The Outside-In

How to think about payments from the customers perspective

In Stranger Things, the series on Netflix, there is another world exactly like this one that is filled with spooky things.  Only the bravest or most unfortunate crossover into this spooky world called the Upside Down.

It kind of reminds me of payments.

At my last payments conference, I can remember being struck by how wildly insular our industry has become. We all speak our acro jargon: ISO, PF, MSB, MTL, ACH, B2B, ETC. This jargon can be a great shorthand for experts, but it traps us.  

Having payments domain knowledge creates an inside-out way of problem-solving. This then takes us away from a customer orientation, stifles creativity, and makes us lose track of what is happening in Hawkins, the real world our customers live in.  

So how can we get better at this?  Here are some things to get outside-in:  

  • Ask questions that have nothing to do with payments - This one is great with a customer or prospect.  What problem are you trying to solve?  What would make your business better? What challenges do your customers face?  How is your business changing? Force yourself to not use any payment term until they do first. 

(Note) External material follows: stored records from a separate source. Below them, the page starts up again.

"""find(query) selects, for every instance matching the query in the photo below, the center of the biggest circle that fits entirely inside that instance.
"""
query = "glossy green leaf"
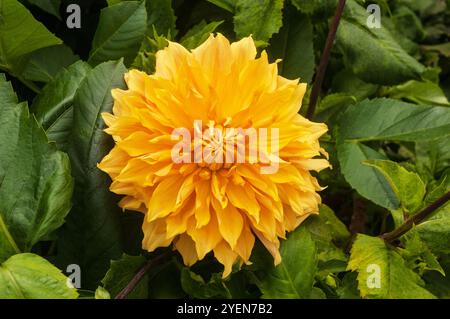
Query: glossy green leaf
(199, 34)
(121, 272)
(372, 53)
(435, 231)
(20, 34)
(419, 92)
(294, 46)
(259, 18)
(383, 119)
(311, 6)
(294, 276)
(29, 276)
(42, 65)
(407, 186)
(196, 287)
(161, 17)
(228, 5)
(49, 6)
(35, 182)
(382, 272)
(53, 108)
(92, 235)
(119, 33)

  • Have fun with it -  Pick any loaded topic you are trying to solve around and replace your jargon with a funny made-up word.  Seriously.  Want to figure out what to do with RTP? Call it Bugs Bunny for an hour and see what you come up with.  If that’s too strange, then try a $1 virtual collection jar for any time someone uses an off-limits insular term. 

  • Design with ridiculous customer-centered discipline - This one moves from light-hearted to hard-core.  If my journey from banking to SaaS taught me nothing else, it’s that you have to think about everything from the customer in or your will lose.  Do the journey maps. Oriented to their day. Be relentless about the detail. Even on the most mundane topics, start and end every session with “how does this relate to our customer.”

There is so much opportunity at the intersection of new business models, new technology, and new payment solutions.  But payments are last. The inside, not the outside.  They only ever happens after something else caused them.  It all works outside-in.